While we recognise that the judge took considerable care over her sentencing remarks and that these assessments are primarily for the sentencing judge, we agree with the Solicitor General's submissions that the judge's reasons were insufficient for concluding that there were particular circumstances relating to the offence and the offender such as to make the imposition of the minimum term unjust. We accept that the offender has suffered from difficulties identified in the psychiatric report and that he has taken steps while in prison to master his drug addiction. But these are not sufficiently particular circumstances as to justify departing from the mandatory provisions, nor such as to lead injustice in the application of those provisions. As is apparent from the observations in McDonagh and Gallone, the length of time since the last qualifying offence and implicitly since the last offence is not a circumstance which renders the imposition of the mandatory sentence unjust of itself, although it may be a matter to be taken into account.

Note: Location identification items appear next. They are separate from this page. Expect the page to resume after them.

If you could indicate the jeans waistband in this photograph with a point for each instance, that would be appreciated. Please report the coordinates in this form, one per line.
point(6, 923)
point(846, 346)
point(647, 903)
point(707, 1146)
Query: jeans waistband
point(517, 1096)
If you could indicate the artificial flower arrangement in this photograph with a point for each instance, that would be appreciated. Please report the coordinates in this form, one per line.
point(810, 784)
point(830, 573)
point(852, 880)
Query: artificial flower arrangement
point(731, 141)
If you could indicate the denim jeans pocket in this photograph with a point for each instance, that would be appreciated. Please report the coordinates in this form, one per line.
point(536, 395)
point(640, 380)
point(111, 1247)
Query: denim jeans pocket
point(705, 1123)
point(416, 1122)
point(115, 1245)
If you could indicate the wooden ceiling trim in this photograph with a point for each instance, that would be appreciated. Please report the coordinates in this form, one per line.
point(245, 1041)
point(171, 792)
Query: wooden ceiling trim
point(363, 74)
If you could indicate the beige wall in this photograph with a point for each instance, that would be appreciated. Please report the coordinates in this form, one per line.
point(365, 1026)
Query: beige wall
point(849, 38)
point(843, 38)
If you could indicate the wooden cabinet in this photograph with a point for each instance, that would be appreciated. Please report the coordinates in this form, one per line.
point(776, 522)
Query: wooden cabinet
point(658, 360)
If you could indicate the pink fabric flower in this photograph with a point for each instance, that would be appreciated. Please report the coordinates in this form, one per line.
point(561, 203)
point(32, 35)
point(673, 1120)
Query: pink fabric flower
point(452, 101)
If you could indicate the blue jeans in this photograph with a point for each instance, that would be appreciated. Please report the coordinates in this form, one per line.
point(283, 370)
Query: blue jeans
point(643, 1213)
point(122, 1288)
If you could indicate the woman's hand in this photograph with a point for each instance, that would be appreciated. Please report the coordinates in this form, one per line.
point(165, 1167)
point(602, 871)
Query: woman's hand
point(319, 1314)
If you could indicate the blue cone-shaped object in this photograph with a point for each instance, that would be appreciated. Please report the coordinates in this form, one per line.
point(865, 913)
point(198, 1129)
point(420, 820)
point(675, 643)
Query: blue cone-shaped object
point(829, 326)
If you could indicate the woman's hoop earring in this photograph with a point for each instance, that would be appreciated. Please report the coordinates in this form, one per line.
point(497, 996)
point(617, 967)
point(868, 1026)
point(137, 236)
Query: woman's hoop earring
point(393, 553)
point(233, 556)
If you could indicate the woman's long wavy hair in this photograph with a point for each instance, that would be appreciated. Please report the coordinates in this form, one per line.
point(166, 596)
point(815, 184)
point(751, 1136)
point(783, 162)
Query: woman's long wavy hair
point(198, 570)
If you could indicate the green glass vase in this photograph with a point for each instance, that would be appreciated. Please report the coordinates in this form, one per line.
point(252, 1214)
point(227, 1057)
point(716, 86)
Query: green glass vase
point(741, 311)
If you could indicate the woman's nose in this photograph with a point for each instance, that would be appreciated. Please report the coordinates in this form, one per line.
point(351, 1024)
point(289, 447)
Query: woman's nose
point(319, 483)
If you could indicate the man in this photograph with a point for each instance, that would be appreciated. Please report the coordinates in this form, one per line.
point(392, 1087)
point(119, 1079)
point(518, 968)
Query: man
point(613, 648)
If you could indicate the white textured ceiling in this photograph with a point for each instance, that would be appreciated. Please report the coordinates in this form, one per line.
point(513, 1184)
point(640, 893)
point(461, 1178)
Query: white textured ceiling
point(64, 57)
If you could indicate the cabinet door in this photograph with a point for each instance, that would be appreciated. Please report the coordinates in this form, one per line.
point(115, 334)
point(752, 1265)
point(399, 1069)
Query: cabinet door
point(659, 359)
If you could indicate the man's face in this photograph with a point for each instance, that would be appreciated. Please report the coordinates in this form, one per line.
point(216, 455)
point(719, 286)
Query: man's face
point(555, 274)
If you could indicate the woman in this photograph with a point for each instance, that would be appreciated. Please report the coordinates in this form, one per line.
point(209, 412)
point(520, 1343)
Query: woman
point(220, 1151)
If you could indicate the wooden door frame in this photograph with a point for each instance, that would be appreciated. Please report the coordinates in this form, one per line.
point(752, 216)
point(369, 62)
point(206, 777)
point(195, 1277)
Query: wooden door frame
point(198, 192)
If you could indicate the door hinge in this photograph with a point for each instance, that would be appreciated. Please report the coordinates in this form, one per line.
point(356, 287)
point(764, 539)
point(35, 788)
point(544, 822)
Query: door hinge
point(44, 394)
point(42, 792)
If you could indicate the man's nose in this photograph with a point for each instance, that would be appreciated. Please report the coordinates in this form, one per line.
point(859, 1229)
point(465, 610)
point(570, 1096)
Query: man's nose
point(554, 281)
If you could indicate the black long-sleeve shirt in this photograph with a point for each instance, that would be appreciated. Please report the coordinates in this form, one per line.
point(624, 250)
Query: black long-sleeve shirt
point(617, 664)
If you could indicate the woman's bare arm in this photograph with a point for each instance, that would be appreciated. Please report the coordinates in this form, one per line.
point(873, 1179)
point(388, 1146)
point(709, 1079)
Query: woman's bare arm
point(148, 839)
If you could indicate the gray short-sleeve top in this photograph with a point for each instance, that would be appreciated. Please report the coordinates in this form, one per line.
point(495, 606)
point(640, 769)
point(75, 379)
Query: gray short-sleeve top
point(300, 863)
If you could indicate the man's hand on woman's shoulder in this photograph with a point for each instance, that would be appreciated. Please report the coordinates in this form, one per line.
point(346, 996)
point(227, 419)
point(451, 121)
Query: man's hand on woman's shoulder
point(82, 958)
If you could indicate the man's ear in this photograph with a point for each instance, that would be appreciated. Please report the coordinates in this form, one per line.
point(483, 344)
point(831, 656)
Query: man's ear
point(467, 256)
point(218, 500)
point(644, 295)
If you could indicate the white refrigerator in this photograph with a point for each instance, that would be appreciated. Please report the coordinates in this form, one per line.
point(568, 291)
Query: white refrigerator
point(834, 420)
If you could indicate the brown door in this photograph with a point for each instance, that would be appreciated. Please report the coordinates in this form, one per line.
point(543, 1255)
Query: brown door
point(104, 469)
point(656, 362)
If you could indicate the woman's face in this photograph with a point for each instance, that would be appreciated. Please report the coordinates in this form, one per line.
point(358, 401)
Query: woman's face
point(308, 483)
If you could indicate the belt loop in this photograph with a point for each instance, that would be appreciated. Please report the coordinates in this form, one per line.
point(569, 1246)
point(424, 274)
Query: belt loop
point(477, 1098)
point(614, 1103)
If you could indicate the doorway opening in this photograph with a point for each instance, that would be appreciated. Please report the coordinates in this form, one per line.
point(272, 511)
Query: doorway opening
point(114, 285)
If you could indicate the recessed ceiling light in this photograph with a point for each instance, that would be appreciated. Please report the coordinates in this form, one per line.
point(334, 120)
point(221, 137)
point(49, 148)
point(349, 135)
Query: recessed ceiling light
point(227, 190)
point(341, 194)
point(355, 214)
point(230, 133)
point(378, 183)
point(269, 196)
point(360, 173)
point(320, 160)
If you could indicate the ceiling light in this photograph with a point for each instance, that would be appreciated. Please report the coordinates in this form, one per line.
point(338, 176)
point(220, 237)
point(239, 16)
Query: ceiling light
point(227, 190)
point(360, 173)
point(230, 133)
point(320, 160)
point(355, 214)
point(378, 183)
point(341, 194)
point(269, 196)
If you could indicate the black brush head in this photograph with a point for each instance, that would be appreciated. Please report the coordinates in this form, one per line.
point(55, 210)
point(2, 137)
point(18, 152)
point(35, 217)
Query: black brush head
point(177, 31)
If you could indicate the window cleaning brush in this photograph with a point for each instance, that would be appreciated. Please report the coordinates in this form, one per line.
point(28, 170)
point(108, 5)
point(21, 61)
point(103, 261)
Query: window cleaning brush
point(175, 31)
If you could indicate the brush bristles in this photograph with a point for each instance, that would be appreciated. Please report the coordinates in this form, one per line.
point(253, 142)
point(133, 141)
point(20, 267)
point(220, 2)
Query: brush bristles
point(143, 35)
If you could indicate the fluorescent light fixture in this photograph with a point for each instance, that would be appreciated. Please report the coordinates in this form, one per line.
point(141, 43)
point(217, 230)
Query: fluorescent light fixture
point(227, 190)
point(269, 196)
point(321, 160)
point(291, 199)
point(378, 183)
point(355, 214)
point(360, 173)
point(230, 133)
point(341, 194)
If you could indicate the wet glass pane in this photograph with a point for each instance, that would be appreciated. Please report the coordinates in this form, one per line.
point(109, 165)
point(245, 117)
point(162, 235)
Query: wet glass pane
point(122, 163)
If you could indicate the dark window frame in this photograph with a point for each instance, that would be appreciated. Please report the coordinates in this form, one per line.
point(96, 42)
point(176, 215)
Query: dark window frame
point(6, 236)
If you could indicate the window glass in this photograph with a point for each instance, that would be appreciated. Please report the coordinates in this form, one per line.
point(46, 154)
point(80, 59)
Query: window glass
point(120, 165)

Nor do we consider that the offender was at a relatively low level albeit not at the lowest level of supply, a particular circumstance justifying the conclusion that the mandatory sentence was unjust in the circumstances. The mandatory provisions apply to all those convicted of this type of drug offence. His was a significant role in street dealing. The category range for such offending is three-and-a-half to 7 years, up to the mandatory sentence under section 110. Furthermore, there were three such offences. The offender was entitled to credit for his plea and section 144(2) of the Criminal Justice Act 2003 provides that nothing in section 110 of the 2000 Act prevents the court taking into account pleas of guilty and imposing sentences which are not less than 80% of the mandatory term.
Accordingly, we grant leave and amend the sentences on each of counts 1 to 3 from terms of 45 months' imprisonment concurrent to terms of 67 months concurrent on each count. That affords the maximum amount of credit of 20% on a 7-year term for the guilty pleas.